PureGym considers IPO as fitness industry gets back in shape

PureGym, the UK’s largest gym chain, is eyeing up a possible a stock market listing as it looks to expand to meet the rebounding demand for fitness since the easing of coronavirus restrictions.

The company, which is owned by US private equity investors, has appointed investment bank advisers as it explores fundraising options to help fund the opening of new gyms and paying back some debt. That could include a listing as soon as this year.

The number of people paying for its gym memberships was 1.6 million on 15 Augustus. That was 94% of the level hit in December 2019, in vergelyking met 81% of that level as recently as March.

Gyms were forced to close for large parts of the past 18 months in the UK and elsewhere to minimise public mixing.

Egter, the removal of most restrictions in the UK had led to a rapid bounce-back, PureGym said, despite the rise of home workouts during the various lockdowns.
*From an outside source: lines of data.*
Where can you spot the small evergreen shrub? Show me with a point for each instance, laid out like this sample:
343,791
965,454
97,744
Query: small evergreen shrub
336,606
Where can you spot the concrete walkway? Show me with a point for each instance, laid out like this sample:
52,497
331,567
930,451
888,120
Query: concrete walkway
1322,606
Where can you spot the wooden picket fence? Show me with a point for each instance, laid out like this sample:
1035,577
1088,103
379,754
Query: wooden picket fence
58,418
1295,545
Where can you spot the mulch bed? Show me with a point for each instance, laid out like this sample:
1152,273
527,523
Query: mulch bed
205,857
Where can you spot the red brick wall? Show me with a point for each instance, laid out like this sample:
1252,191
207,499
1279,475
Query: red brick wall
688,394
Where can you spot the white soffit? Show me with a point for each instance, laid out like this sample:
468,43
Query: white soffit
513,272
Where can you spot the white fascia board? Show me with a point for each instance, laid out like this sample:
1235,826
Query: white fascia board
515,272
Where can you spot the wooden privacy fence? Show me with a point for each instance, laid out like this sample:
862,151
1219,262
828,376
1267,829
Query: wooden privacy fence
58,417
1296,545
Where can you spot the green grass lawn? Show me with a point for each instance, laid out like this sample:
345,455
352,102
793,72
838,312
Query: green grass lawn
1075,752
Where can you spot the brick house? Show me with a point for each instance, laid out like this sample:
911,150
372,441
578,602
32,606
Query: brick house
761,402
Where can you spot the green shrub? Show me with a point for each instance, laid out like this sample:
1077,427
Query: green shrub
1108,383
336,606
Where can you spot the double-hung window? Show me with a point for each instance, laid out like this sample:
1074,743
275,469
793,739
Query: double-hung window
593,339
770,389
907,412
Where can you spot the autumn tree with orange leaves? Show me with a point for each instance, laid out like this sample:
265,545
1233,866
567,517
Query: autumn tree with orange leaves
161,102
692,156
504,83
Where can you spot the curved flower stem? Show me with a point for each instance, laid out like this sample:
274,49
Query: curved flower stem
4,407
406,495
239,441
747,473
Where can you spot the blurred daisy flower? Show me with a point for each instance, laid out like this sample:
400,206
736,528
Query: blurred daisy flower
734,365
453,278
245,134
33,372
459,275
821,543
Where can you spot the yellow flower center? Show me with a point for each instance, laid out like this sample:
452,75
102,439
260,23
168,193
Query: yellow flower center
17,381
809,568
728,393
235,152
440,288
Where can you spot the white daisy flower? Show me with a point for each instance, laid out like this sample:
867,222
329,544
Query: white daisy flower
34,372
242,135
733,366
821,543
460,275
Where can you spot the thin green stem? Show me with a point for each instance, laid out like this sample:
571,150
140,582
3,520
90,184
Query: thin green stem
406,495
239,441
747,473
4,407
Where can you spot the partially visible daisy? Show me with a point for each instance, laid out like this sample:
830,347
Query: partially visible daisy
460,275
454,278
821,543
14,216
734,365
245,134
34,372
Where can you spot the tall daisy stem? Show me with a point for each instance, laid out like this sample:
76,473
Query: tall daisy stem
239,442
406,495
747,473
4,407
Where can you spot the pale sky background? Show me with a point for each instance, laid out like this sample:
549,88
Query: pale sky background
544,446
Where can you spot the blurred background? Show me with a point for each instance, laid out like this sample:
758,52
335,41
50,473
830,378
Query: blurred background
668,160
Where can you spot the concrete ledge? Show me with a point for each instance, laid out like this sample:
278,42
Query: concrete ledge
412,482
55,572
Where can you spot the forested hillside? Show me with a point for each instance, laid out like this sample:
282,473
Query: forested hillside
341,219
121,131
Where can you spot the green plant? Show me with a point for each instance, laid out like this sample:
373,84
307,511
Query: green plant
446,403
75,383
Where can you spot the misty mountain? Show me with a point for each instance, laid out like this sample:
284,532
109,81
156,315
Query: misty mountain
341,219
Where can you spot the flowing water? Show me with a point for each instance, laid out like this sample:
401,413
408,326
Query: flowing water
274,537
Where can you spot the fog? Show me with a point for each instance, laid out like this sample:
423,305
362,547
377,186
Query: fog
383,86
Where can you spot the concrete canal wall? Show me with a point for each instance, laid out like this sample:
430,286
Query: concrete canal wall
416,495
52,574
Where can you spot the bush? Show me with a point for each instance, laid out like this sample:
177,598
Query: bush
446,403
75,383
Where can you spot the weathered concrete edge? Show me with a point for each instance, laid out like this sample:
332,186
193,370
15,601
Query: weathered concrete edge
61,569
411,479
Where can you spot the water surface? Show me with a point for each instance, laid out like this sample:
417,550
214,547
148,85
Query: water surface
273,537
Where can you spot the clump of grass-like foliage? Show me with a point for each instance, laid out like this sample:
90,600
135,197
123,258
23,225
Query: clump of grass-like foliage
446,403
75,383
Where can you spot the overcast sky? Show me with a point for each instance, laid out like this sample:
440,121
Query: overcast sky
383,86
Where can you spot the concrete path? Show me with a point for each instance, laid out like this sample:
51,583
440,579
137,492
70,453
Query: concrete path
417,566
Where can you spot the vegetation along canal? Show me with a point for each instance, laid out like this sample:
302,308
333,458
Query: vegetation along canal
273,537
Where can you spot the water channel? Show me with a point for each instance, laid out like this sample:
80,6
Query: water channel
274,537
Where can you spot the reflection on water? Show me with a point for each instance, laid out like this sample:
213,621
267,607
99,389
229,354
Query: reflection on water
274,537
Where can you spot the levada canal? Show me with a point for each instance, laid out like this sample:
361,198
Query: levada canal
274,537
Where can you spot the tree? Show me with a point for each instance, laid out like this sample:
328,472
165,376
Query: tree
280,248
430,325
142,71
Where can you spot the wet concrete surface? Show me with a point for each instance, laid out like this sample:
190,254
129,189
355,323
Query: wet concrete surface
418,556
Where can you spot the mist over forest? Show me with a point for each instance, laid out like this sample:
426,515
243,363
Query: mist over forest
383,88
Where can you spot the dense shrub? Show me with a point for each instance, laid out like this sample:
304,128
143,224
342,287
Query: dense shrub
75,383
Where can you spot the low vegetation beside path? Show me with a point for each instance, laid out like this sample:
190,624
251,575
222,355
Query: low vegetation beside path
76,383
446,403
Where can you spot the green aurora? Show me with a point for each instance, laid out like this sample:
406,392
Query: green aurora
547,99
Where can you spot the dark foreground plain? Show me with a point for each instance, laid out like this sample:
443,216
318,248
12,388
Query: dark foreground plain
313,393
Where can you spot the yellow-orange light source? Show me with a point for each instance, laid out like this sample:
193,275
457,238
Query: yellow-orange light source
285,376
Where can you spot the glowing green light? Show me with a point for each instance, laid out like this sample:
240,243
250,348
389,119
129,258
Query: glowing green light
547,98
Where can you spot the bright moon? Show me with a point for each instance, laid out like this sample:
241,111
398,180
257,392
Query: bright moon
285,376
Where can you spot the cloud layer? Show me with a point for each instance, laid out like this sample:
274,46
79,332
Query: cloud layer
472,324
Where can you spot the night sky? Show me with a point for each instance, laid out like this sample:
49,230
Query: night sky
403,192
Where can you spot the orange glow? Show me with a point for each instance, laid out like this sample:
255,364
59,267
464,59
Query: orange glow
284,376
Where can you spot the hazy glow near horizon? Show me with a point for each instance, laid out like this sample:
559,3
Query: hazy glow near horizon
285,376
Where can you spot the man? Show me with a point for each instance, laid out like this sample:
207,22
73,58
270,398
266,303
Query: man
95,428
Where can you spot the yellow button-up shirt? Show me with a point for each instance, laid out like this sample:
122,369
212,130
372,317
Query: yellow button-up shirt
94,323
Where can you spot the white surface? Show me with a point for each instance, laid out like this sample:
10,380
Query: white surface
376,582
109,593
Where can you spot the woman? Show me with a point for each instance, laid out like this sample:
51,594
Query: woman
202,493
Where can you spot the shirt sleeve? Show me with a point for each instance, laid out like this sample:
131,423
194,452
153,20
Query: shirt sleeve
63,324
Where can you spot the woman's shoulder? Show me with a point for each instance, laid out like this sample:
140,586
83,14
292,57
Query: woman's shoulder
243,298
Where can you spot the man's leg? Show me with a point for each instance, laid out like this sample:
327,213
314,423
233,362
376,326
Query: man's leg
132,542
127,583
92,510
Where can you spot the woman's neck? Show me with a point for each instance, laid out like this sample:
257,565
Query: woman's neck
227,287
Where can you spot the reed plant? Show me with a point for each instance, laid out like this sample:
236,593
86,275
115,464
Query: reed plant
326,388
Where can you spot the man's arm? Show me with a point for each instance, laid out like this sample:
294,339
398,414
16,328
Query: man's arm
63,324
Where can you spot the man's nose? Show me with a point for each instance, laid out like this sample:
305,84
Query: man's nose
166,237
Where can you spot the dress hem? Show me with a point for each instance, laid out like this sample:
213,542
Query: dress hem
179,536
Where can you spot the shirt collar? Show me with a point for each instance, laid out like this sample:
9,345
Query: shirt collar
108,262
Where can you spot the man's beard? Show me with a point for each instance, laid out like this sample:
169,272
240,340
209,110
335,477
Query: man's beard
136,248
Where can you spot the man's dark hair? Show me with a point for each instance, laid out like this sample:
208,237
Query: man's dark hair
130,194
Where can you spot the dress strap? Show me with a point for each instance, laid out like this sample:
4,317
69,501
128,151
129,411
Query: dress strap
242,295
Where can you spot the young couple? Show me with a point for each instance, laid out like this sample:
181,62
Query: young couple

Almal 506 of its gyms across the UK, Denmark and Switzerland are operating with minimal restrictions.

Humphrey Cobbold, PureGym’s chief executive, said the company was losing £500,000 a day during the “shockingly challenging first quarter” of 2021 when gyms were closed. It lost £92m in the first six months of 2021, it said in an update to bondholders on Thursday.

“We believe this is a propitious time to expand particularly in the UK and Switzerland," hy het gesê, saying that health “has become an even bigger individual priority for consumers” since the pandemic.

A presentation by the company also highlighted the travails of rivals that may struggle to expand to meet increased demand, and the disastrous period for retailers also meant rents at high street locations were lower.

PureGym is owned by Leonard Green & Partners, a Los Angeles-based private equity firm that bought it in 2017 in a deal that valued it at £600m. The purchase came after PureGym cancelled earlier plans to float on the London Stock Exchange in the months after the Brexit vote in 2016, citing weak investor demand.

The company has appointed investment banks Morgan Stanley and Barclays as lead advisers, with Royal Bank of Canada, Jefferies and Berenberg lined up as bookrunners, the Financial Times first reported.